Do you hold yourself accountable for the nature and quality of your life? Are you able to account for those things for which you would like to blame others? If you answered “yes” to either of these questions, you will feel much more powerful and able to respond appropriately to anything that “happens” in your life. You become response-able.
When you feel accountable for the quality of your life, and for everything that happens to you, you then become responsible for everything that impacts it. When you take on the responsibility for your mistakes, and even the mistakes of others, you learn from them. If you feel accountable and responsible for an explosion that occurred in someone else’s house, you will seek to discover the causes of the explosion (e.g. your neighbor was building rockets or creating methamphetamine), and you may learn what not to do to avoid explosions in your own house. If you observe and learn the responses to the explosion of others (e.g. firemen), you empower yourself to address any explosion you experience now and in the future. You become response-able for prevention and extinguishing future explosions.

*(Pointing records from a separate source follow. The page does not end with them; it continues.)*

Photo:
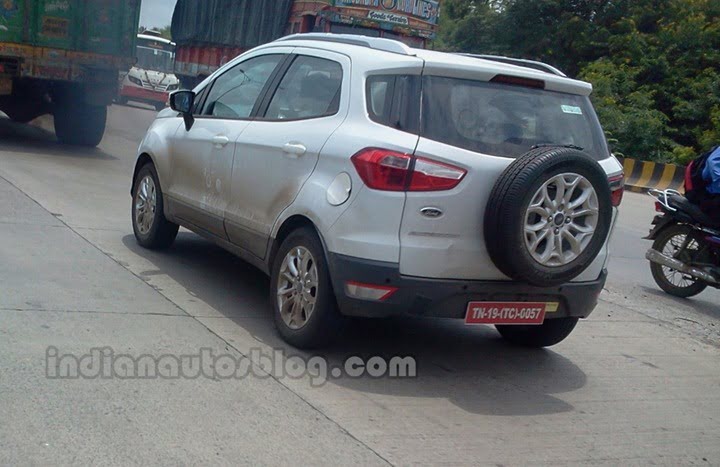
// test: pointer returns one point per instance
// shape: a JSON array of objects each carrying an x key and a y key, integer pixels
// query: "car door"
[
  {"x": 278, "y": 151},
  {"x": 202, "y": 157}
]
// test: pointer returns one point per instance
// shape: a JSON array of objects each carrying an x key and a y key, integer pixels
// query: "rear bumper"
[{"x": 449, "y": 298}]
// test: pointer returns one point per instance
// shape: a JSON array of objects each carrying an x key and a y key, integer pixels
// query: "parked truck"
[
  {"x": 62, "y": 57},
  {"x": 209, "y": 33}
]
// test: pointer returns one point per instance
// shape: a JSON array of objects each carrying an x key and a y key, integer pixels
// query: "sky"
[{"x": 156, "y": 13}]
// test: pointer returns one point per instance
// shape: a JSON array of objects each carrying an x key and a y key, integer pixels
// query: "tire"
[
  {"x": 551, "y": 332},
  {"x": 508, "y": 211},
  {"x": 318, "y": 327},
  {"x": 660, "y": 272},
  {"x": 80, "y": 124},
  {"x": 158, "y": 233}
]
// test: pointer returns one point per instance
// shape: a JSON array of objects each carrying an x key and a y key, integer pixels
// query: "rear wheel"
[
  {"x": 304, "y": 306},
  {"x": 551, "y": 332},
  {"x": 670, "y": 243},
  {"x": 80, "y": 124}
]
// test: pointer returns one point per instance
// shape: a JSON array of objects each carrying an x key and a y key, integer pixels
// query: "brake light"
[
  {"x": 518, "y": 81},
  {"x": 617, "y": 189},
  {"x": 381, "y": 169}
]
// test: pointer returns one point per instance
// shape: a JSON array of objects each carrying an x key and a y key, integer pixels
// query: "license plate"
[{"x": 527, "y": 313}]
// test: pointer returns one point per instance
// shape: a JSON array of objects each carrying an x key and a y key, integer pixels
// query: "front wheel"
[
  {"x": 304, "y": 306},
  {"x": 152, "y": 230},
  {"x": 670, "y": 243},
  {"x": 551, "y": 332}
]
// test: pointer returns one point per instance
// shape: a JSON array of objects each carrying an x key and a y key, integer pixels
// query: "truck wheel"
[
  {"x": 304, "y": 306},
  {"x": 548, "y": 216},
  {"x": 152, "y": 230},
  {"x": 551, "y": 332},
  {"x": 80, "y": 125}
]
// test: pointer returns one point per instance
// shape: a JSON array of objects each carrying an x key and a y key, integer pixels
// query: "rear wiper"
[{"x": 547, "y": 145}]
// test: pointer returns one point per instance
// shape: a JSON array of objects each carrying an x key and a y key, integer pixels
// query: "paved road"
[{"x": 637, "y": 383}]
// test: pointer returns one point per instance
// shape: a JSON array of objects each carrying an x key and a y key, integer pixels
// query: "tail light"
[
  {"x": 381, "y": 169},
  {"x": 617, "y": 189}
]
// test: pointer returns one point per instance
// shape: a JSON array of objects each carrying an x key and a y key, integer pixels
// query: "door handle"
[
  {"x": 294, "y": 150},
  {"x": 220, "y": 140}
]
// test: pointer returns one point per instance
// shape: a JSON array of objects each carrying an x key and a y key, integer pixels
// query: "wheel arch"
[{"x": 289, "y": 225}]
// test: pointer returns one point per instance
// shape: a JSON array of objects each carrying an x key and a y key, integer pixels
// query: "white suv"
[{"x": 371, "y": 179}]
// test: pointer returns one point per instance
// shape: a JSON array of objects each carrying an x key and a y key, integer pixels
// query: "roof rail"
[
  {"x": 540, "y": 66},
  {"x": 377, "y": 43}
]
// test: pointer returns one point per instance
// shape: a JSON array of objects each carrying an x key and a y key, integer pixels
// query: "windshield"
[
  {"x": 503, "y": 120},
  {"x": 154, "y": 60}
]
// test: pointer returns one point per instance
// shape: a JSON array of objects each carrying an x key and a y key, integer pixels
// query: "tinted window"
[
  {"x": 394, "y": 101},
  {"x": 310, "y": 88},
  {"x": 503, "y": 120},
  {"x": 234, "y": 93}
]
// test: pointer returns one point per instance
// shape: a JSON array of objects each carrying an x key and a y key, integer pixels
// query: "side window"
[
  {"x": 394, "y": 101},
  {"x": 380, "y": 96},
  {"x": 234, "y": 93},
  {"x": 199, "y": 100},
  {"x": 310, "y": 89}
]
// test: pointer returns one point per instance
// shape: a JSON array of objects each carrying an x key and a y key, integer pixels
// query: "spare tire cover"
[{"x": 548, "y": 216}]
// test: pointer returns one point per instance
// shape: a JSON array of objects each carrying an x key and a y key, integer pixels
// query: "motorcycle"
[{"x": 685, "y": 256}]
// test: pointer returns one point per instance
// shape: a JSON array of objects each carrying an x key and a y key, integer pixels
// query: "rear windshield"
[{"x": 504, "y": 120}]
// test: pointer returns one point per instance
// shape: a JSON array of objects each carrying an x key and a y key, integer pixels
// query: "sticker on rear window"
[{"x": 571, "y": 109}]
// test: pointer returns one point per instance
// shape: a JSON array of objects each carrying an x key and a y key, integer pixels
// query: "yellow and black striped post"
[{"x": 641, "y": 176}]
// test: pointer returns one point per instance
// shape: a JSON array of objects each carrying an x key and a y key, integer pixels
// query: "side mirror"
[{"x": 183, "y": 102}]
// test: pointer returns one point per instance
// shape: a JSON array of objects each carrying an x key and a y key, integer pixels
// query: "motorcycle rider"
[{"x": 711, "y": 174}]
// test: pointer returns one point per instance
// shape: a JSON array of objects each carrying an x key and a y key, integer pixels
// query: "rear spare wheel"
[{"x": 548, "y": 216}]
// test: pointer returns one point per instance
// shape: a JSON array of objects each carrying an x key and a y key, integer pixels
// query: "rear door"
[
  {"x": 279, "y": 150},
  {"x": 482, "y": 127}
]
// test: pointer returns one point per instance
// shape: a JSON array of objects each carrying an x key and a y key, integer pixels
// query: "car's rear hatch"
[{"x": 481, "y": 121}]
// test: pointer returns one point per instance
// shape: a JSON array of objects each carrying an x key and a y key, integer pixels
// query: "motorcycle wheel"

Instead of blaming others or circumstance(s) for our life; instead of feeling helpless to do anything about it; instead of feeling guilty about the negative things that “just happen;” instead of blaming yourself or others (or fate); become accountable and responsible for everything that you experience in your life. When you stop blaming and start being accountable and responsible, you become more powerful, more aware, more capable, more confident, more knowledgeable and hopefully, more wise. Is there anyone who wouldn’t like to develop these qualities? Stop blaming, and you increase your chances of creating a life of your dreams.